The wind seemed to laugh at him and a sob was his only reply. He was bewildered at how he had reached this point. Everything had been going so well. The summit had almost been in his grasp and the trail had been easy going. He didn't know what to do; didn't know what he was capable of doing. He certainly wasn't sure that he could make up all the ground that he'd lost.

Another gust of wind tore at him and sent his hair into his eyes and mouth. He clutched harder at the rock he was lying against. It looked as though the only thing he was capable of doing at the moment was to hold on to the rock.
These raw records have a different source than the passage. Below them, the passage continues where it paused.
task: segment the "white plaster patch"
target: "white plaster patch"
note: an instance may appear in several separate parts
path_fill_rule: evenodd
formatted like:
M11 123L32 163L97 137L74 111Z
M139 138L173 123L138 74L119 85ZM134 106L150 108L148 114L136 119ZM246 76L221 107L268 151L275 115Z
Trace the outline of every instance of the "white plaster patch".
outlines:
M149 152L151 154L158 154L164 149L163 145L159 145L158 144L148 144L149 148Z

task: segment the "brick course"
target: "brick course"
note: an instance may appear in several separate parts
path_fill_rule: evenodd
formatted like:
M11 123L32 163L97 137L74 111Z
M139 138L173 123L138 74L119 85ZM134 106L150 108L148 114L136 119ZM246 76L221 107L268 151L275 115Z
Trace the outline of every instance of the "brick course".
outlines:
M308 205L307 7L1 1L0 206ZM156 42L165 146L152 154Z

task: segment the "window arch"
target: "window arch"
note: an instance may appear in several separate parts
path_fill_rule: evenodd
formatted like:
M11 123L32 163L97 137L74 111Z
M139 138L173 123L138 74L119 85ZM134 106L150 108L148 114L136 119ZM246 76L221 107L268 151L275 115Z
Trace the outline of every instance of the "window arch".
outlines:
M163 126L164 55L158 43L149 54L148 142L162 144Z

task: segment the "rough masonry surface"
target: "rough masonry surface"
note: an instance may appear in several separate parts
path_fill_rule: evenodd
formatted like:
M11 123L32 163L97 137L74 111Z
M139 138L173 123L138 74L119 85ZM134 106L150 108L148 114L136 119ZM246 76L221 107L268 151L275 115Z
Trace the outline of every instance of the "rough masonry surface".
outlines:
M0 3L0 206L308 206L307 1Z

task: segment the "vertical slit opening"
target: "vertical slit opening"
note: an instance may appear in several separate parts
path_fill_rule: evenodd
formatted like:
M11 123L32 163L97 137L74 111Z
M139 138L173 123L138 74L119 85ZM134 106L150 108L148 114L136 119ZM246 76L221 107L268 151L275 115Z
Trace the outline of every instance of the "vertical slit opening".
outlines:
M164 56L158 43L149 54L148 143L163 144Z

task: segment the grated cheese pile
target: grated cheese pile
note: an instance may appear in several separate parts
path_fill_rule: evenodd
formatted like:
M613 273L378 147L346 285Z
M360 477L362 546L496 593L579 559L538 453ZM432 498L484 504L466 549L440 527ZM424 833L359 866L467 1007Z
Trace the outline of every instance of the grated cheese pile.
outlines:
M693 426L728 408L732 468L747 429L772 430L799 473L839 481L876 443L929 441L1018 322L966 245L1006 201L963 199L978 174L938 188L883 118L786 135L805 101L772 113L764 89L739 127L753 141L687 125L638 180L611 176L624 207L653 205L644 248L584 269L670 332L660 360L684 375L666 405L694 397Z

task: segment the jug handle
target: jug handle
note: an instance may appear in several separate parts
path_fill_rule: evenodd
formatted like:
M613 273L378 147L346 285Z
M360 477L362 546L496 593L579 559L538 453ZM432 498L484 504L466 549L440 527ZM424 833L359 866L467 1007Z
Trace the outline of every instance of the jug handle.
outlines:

Blair awoke to burning eyes and the tight feeling in his chest that meant he'd been crying. Apprehensively, he cast his eyes to his ceiling as if he could see through it to Jim's room above him. He heard nothing, which meant that he'd not been crying audibly. Or maybe he had been and the detective had simply decided to let him get on with it.

He scooted up in the bed until his back was up against the wall. He started to run his hand through his hair and then stopped. Despite his vehement declaration in the bullpen that he wasn't cutting his hair he was pretty certain that the academy would insist upon it. God, the academy. He was going to become a cop! Due to his mother's meddling and his complete ball's up as an ethical anthropologist he was crossing over the thin blue line.

But did he want to? Could he do it? Did he deserve to? How could he become an upholder of truth and the law after so publicly declaring himself a fraud? He felt as if he was drowning again and the only thing he had to hold on to was a small gold badge.

The wind had died down, but he didn't have the energy to move. He lay shivering against the rock simply 'existing'. After a time – he had no idea whether it was hours or days - he lifted his head to peer at the mountain peak, but it was shrouded in mist. Was this total despair he was feeling? Why was he going through this? How had his easy climb up a sunlight mountain turned into this fight for survival?

He was just going to lie here until he… A muted growl sounded to his left. He stilled. Another growl, louder and closer. Oh, god. It sounded like a bear. Maybe if he stayed very, very still he wouldn't be noticed? Unfortunately though, his recent luck was running true to form and he felt something tug on his sleeve and then a burning sensation in the arm beneath. A stronger tug had him sliding down the slope and as he picked up speed he looked back to see a large grizzly roaring upright on its back legs.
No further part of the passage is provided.